I have a dataframe that has 5 columns scraped from a site. What I want to do is create an additional column based on the contents of the first two columns, for example, say the data looks like this:
Duration Issues in 1 year
Pay by Annual Recurring Payment 51
Pay every 3 months by Recurring Payment 51
Pay every 6 months by Recurring Payment 51
First 3 issues for £3, then £15 recurring every 6 months thereafter 14
One off payment - Pay for 1 year 14
First 6 issues for £10, then £15 recurring every 6 months thereafter 9
One-Off Payment – Pay for 9 issues 12
One-Off Payment – Pay for 20 issues 51
First year for £29.99, then £20 recurring every 6 months thereafter 13
I want to have an additional column that contains the number of months in the deal based on the 'Duration' string and (when nessecery) calculates the number of months by using the 'Issues in 1 year' column as well.

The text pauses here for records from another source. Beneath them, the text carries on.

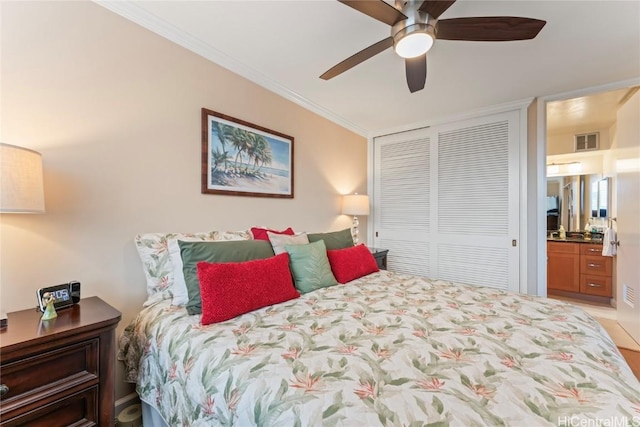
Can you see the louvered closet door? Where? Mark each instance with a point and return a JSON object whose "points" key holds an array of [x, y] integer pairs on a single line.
{"points": [[446, 201], [477, 202], [402, 200]]}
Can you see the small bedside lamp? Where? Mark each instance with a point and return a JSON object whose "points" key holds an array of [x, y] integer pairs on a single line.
{"points": [[355, 204], [21, 186], [21, 182]]}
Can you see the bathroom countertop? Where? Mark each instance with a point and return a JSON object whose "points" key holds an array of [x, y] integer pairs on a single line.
{"points": [[575, 240]]}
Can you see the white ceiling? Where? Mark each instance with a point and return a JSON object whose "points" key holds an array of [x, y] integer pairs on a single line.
{"points": [[586, 113], [286, 45]]}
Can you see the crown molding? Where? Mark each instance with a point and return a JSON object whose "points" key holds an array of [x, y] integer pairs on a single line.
{"points": [[478, 112], [131, 11]]}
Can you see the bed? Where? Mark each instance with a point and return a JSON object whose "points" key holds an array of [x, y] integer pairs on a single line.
{"points": [[384, 349]]}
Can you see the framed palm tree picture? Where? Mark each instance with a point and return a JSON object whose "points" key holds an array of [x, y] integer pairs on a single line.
{"points": [[243, 159]]}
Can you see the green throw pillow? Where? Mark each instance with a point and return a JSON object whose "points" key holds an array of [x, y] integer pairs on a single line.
{"points": [[229, 251], [334, 240], [310, 266]]}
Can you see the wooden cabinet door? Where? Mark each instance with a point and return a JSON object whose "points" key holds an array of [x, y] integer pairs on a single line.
{"points": [[563, 271]]}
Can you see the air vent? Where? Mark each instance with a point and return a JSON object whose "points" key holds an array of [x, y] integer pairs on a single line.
{"points": [[628, 295], [587, 141]]}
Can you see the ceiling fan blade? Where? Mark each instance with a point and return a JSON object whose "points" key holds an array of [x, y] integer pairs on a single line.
{"points": [[416, 70], [435, 8], [489, 29], [359, 57], [377, 9]]}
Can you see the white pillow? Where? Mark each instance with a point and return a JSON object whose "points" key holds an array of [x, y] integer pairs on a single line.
{"points": [[180, 295], [278, 241]]}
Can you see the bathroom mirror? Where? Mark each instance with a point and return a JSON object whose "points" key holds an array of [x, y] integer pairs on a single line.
{"points": [[573, 200]]}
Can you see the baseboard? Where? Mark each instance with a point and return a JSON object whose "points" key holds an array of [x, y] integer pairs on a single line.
{"points": [[128, 400]]}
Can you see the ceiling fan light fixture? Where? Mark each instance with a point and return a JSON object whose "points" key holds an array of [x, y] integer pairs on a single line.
{"points": [[413, 41]]}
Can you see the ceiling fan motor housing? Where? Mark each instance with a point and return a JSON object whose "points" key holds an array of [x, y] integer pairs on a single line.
{"points": [[417, 22]]}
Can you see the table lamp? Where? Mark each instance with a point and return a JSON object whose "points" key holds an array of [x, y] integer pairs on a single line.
{"points": [[21, 185], [355, 204], [21, 182]]}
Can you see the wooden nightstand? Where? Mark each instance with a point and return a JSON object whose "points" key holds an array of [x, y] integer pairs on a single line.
{"points": [[381, 257], [59, 372]]}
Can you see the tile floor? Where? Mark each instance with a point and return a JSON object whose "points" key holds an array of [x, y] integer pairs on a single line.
{"points": [[607, 317]]}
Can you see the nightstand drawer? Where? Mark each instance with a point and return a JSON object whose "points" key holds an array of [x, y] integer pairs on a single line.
{"points": [[78, 410], [595, 285], [65, 368], [595, 265]]}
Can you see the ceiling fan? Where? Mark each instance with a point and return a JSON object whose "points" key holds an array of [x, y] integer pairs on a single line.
{"points": [[415, 26]]}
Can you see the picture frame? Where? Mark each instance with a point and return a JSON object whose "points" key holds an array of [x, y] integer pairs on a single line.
{"points": [[243, 159]]}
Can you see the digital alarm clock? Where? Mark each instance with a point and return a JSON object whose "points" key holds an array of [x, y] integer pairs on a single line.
{"points": [[65, 295]]}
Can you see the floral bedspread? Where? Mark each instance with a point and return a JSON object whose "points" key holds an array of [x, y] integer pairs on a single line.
{"points": [[387, 349]]}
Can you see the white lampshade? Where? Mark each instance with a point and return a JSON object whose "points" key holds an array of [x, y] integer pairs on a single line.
{"points": [[21, 181], [355, 204]]}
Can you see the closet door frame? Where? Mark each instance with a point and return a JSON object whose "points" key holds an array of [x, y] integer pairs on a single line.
{"points": [[526, 272]]}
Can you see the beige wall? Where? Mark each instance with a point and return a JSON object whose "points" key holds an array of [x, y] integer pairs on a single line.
{"points": [[627, 161], [115, 111]]}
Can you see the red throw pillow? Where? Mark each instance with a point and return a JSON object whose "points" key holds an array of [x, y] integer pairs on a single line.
{"points": [[352, 263], [261, 233], [233, 288]]}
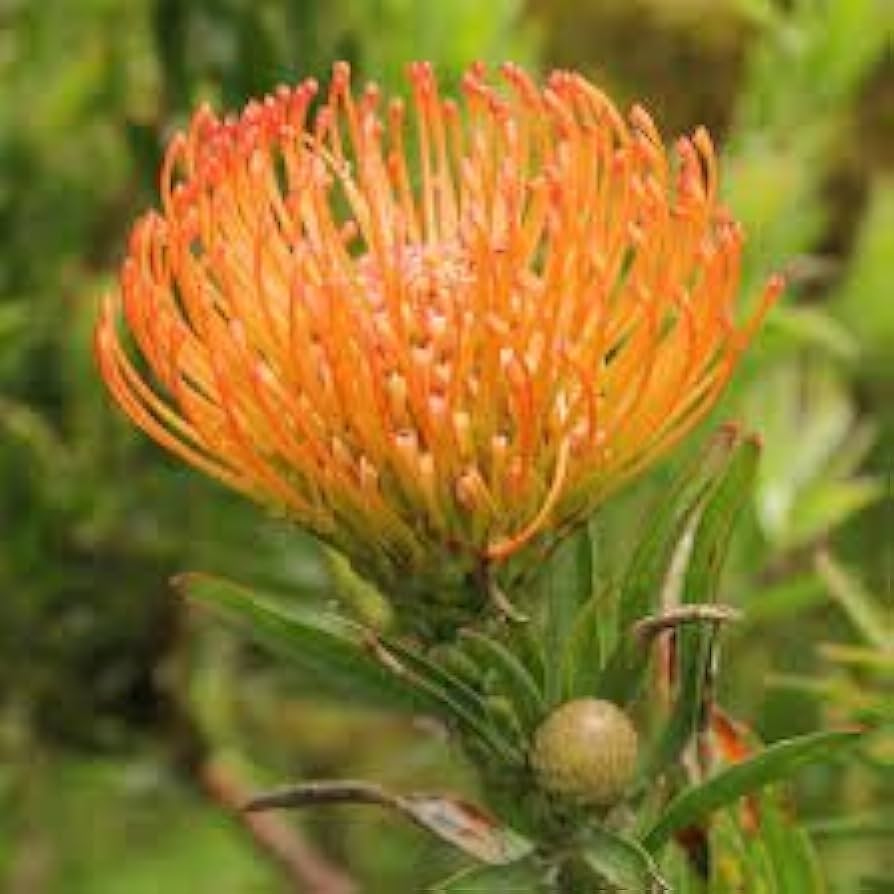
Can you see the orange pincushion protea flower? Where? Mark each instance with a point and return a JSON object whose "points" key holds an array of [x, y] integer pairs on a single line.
{"points": [[436, 351]]}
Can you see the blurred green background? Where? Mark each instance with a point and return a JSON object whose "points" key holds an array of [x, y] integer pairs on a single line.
{"points": [[112, 697]]}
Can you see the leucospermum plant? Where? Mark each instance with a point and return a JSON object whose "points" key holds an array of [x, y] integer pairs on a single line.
{"points": [[438, 335]]}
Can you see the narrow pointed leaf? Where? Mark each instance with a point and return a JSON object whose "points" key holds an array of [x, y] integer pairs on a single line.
{"points": [[582, 659], [327, 649], [695, 643], [518, 685], [649, 567], [776, 762], [622, 862], [461, 703], [568, 584]]}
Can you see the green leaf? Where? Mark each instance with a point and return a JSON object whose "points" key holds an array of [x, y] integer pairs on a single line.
{"points": [[790, 851], [515, 879], [622, 862], [827, 504], [582, 659], [776, 762], [459, 702], [859, 605], [868, 824], [516, 682], [568, 584], [328, 649], [695, 642], [648, 569]]}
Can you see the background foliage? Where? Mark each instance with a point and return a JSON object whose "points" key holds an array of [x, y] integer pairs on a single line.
{"points": [[108, 689]]}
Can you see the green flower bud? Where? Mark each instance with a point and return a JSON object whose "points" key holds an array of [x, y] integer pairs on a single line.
{"points": [[585, 752]]}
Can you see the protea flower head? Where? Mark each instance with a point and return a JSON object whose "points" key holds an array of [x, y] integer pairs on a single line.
{"points": [[431, 332]]}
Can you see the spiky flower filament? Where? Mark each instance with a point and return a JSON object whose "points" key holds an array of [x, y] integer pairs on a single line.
{"points": [[439, 328]]}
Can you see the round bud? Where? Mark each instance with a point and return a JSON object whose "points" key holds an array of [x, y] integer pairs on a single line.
{"points": [[585, 751]]}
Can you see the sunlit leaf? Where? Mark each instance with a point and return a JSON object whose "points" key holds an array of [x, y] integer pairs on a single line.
{"points": [[623, 863], [777, 761], [326, 648]]}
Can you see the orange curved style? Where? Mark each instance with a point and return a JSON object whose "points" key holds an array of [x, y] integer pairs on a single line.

Ive managed to get want I want for most of them by copying Duration to a new column and using 'str.contains':
df1['Months'] = df1['Duration']
df1.loc[df1['Months'].str.contains('1 year|annual', case=False), 'Months'] = 12
df1.loc[df1['Months'].str.contains('6 months by', case=False), 'Months'] = 6
df1.loc[df1['Months'].str.contains('3 months by', case=False), 'Months'] = 3
The above does seem a little clunky and I feel like there could be a slicker solution, but it works.
When it comes to the Durations that have a fixed cost for the first 3 or 6 issues then im only interested in the number of months for the intial payment, so have used:
df1.loc[df1['Months'].str.contains('first 3', case=False), 'Months'] = round((12 / df1.Issues) * 3,0)
The above does appear to be working but could be more efficient.
Im now super stuck for the 'Pay for x issues' type. I need to be able to identify the strings with that pattern and then also use the number within it to calculate the answer, I have tried to following applying the same methodology as before but using extract but I get and unexpected keyword arguement 'case':
df1.loc[df1['Months'].str.contains('Pay for (.+?) issues', case=False), 'Months'] = round((12 / df1.Issues) * df1.loc[df1['Months'].str.extract('Pay for (.+?) issues', case=False), 'Months'],0)
Im not sure if my regex logic is correct as im still getting to grips with it but I copied it from this post.
To (try and) simplfy; I am trying to achieve:
If 'One-Off Payment – Pay for 20 issues' contains '...Pay for x issues...' = 12 / Issues(51) * 20
Which would give an end result of:
Duration Issues in 1 year Months
One-Off Payment – Pay for 20 issues 51 5
Also if there is a simple way of doing the above I assume the logic could be applied to the 'Pay every x months...' strings.
Any help would be super appreciated, I am new and have tried to find an answer for days but without results.